Riessner T, Woelk F, Abshagen-Keunecke M, Caliebe A, Hansen U-P
Center of Biochemistry and Molecular Biology of the Christian-Albrechts-Universität, Leibnizstr. 11, 24098 Kiel, Germany.
J Membr Biol. 2002 Sep 15;189(2):105-18. doi: 10.1007/s00232-002-1011-y.
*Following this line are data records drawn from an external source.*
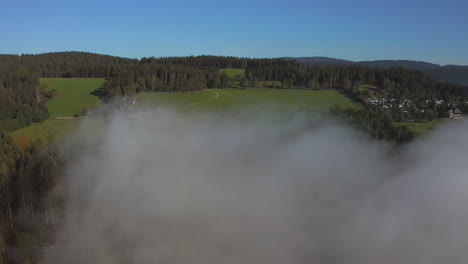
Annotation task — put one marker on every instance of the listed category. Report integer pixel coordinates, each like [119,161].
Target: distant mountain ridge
[449,73]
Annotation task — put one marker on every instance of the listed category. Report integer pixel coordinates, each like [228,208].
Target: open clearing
[233,72]
[236,99]
[46,129]
[74,95]
[421,128]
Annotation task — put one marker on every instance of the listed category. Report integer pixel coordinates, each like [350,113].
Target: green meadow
[420,128]
[276,99]
[73,95]
[51,128]
[233,72]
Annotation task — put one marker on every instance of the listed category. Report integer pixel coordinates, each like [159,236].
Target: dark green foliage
[21,99]
[27,209]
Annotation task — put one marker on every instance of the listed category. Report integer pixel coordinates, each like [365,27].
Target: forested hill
[21,99]
[449,73]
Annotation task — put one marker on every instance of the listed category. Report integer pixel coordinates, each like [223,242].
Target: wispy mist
[173,189]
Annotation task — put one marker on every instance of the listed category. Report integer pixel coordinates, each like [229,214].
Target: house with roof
[454,113]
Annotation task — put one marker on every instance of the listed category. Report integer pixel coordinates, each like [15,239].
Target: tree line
[21,99]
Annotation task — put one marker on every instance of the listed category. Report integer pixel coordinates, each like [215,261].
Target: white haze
[203,190]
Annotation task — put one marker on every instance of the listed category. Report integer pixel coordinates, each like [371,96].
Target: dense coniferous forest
[21,99]
[28,173]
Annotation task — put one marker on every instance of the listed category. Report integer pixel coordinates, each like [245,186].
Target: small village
[453,112]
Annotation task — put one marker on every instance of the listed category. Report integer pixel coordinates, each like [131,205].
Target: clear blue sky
[429,30]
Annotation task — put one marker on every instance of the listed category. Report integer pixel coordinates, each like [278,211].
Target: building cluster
[452,113]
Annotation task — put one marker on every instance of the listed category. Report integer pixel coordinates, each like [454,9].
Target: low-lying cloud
[175,189]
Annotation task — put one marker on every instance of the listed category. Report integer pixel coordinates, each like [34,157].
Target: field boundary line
[209,100]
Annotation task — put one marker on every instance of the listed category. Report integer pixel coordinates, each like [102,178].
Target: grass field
[283,100]
[47,129]
[420,128]
[174,99]
[233,72]
[73,95]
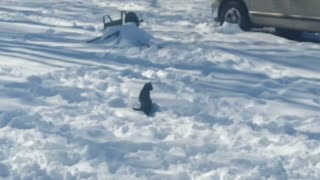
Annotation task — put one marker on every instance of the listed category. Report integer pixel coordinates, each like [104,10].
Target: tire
[132,17]
[236,13]
[289,34]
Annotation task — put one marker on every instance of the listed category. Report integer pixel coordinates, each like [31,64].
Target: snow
[230,104]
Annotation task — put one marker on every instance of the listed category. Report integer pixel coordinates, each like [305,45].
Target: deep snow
[231,104]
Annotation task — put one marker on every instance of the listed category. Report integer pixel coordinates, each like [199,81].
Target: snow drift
[239,105]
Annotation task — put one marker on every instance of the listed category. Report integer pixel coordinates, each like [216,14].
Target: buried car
[289,17]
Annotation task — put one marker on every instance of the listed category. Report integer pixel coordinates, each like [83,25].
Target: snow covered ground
[231,104]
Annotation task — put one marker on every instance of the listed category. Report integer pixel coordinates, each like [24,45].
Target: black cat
[145,100]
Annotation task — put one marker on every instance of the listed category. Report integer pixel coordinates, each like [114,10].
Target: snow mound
[126,35]
[229,28]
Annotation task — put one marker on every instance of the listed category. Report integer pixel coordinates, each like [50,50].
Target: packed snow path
[231,104]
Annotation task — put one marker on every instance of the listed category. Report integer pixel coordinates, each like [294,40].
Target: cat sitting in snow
[145,100]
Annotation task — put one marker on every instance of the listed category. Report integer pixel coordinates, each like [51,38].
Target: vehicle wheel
[132,17]
[236,13]
[289,34]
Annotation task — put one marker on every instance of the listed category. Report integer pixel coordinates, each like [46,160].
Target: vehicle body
[290,15]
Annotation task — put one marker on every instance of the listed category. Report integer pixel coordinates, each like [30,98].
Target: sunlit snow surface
[231,104]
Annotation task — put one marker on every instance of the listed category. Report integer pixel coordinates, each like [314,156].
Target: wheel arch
[226,1]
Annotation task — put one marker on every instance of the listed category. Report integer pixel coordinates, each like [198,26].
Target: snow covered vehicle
[289,17]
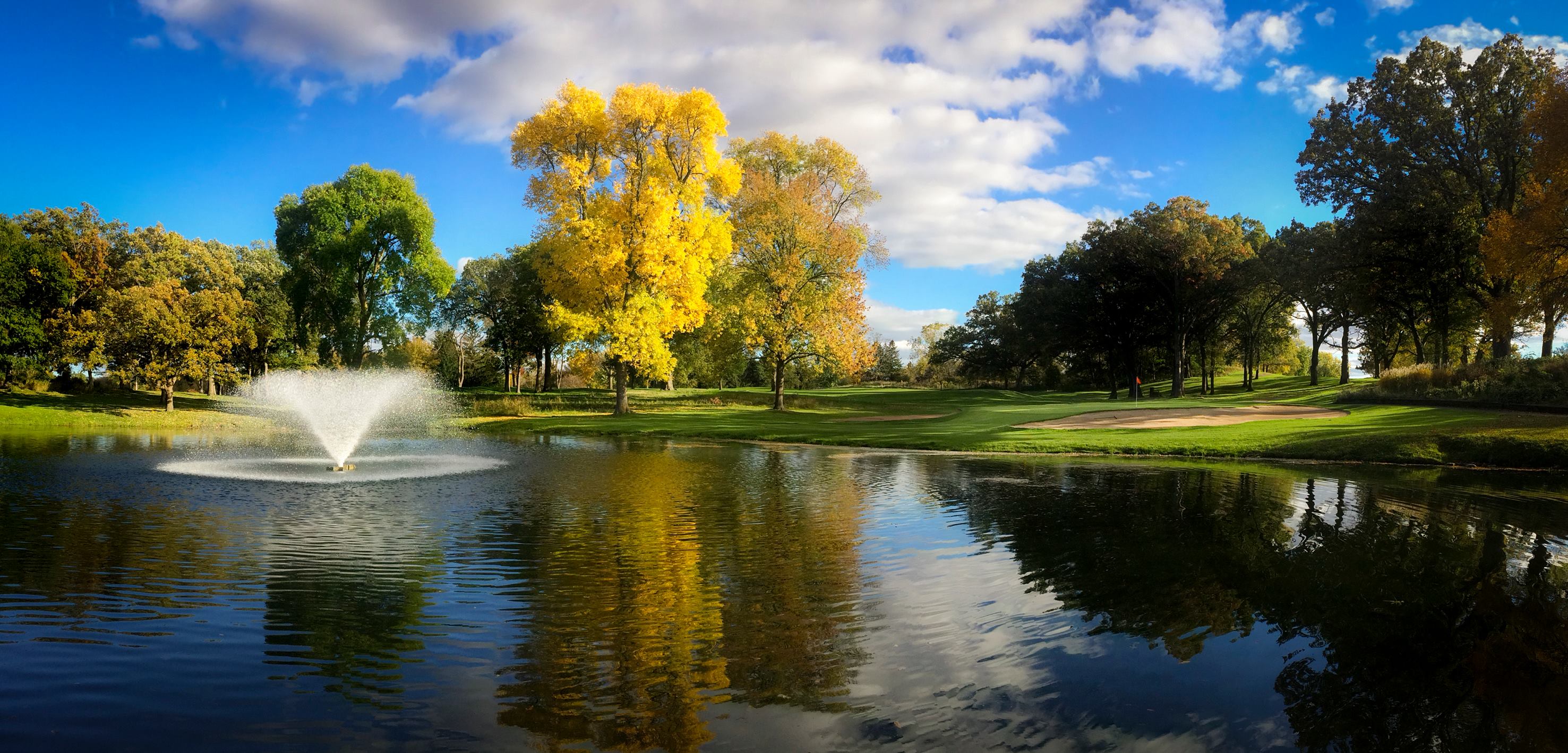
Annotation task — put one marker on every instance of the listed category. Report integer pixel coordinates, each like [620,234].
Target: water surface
[651,595]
The algorithm proposed here for automatic level detection in noisy time series of patch-clamp current is based on the detection of jump-free sections in the time series. The detector moves along the time series and uses a chi(2) test for the detection of jumps. When a jump is detected, the mean value, the variance and the length of the preceding jump-free section are stored. A Student's t-test was employed for the assignment of detected jump-free sections to discrete levels of the Markov model and for rejection of all sections with multiple assignments. The choice of the two significance levels is based on a 3-D diagram displaying the average number of detected levels from several time series vs. the significance levels of jump detection and of level assignment. The correct one is selected out of several plateaus with integer number of levels by means of the criterion of minimum scatter or other plausibility considerations. The test has been applied to simulated data obtained from a 2-state model and a 5-state aggregated Markov model, and the influences of SNR and of gating frequency are shown. Finally, the performance of the level detector is compared with a fit-by-eye and with a fit of the amplitude histogram by a sum of gaussians. At high noise, the fit of amplitude histograms failed, whereas the other two approaches were about equal.
这里提出的用于在膜片钳电流的噪声时间序列中自动进行电平检测的算法,是基于对时间序列中无跳跃段的检测。检测器沿着时间序列移动,并使用卡方检验来检测跳跃。当检测到一个跳跃时,前一个无跳跃段的平均值、方差和长度就会被存储起来。采用学生t检验将检测到的无跳跃段分配到马尔可夫模型的离散电平,并剔除所有有多重分配的段。两个显著性水平的选择基于一个三维图,该图显示了来自几个时间序列的检测到的电平平均数与跳跃检测和电平分配的显著性水平的关系。通过最小散射标准或其他合理性考虑,从具有整数个电平的几个平台中选择正确的一个。该测试已应用于从二态模型和五态聚合马尔可夫模型获得的模拟数据,并展示了信噪比和门控频率的影响。最后,将电平检测器的性能与凭肉眼拟合以及用高斯和拟合幅度直方图的方法进行了比较。在高噪声情况下,幅度直方图的拟合失败,而其他两种方法大致相当。